As a matter of fact, that is basically the modus operandi of private equity firms. Target companies whose shares are in the dumps because investors cannot stomach the pain of the upcoming capex hump or the earnings volatility of a cyclical downturn. After due diligence on the maintainable industry dynamics and company earnings drivers, the private equity firms buy these companies on low multiples on trough earnings, shield them from public scrutiny, load them up with debt, cut costs and then vend the companies back to the public market at high multiples on peak earnings (witness closely how this works, as Virgin looks to relist back on the stock market).

Exhibit 2 lists just some of the opportunistic acquisitions executed by private equity, following this well-thumbed playbook.

Private equity

Investors give private equiteers plenty money to do these deals, as can be evidenced by Exhibit 3. This is partly because they believe in the “patient capital” marketing schtick of the leveraged buyout industry. And why not? These private equity firms can trump their typical three-to-five-year investment horizon as “patient capital”, because it is longer than the investment horizon of many fund managers (two-to-three years, at best on average), retail investors (depending on how often she pays attention to broker recommendations) and day traders (subject to how often he checks his Twitter feed).

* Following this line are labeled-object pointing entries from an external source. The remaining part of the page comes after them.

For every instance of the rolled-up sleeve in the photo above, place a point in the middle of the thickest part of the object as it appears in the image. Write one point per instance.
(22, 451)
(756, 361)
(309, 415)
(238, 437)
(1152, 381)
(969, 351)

So, at current prices, what are some stocks we can apply our lessons from the SVB collapse? We have filtered Morningstar’s Australia and New Zealand coverage universe for shares trading at more than 20% discount to our fair value estimates. This ticks the “languishing stock prices” box in Lesson A. We then filtered that list for stocks that fit the “borrowing short, lending long” expectations mismatch between the company and its shareholders. Finally, we filtered the list to include only those companies with economic moats and sound balance sheets on Morningstar analysts’ leverage metrics, thereby ticking the “maintainable fundamentals and intrinsic values” box in Lesson B. Exhibit 4 shows the stocks that came through all those filters.


A couple of points to draw out from Exhibit 4. Firstly, given the moat ratings of the companies on the list, it goes without saying our analysts believe they have durable competitive advantages. As such, the current stock price discounts to fair value estimates are akin to the market not seeing the forest for the trees, due to overemphasis on near-term concerns, albeit our analysts’ views could turn out to be incorrect. Secondly, every single company on the list has downside risks, even those with relatively resilient revenue profiles (Aurizon, Manawa Energy, Ryman Healthcare, Invocare, TPG Telecom, ANZ Group, Westpac). The risks may be short-term earnings-, ESG-, interest rate-, capital expenditure or just general market-related. But that is precisely why their shares are at a discount to our fair value estimates. If these companies did not have any risks, their shares would not be cheap, and we wouldn’t be having this conversation!

These names provide a good starting point for investors wishing to take the other side of trades that are currently dominated by shorter term-focused investors. They are the stocks readers may want to look deeper into, as pretend private equity barbarians (but without the debt!), and test the merits of this thing called patient, long-term value investing. It does not guarantee success and untold wealth. But it gives investors a decent shot at doing well, particularly as equity investing has the eighth wonder of the world on its side, the magic of compound earnings. A couple of nonagenarian who run a company called Berkshire Hathaway in the U.S. can attest to it, as can their numerous illustrious disciples all over the world.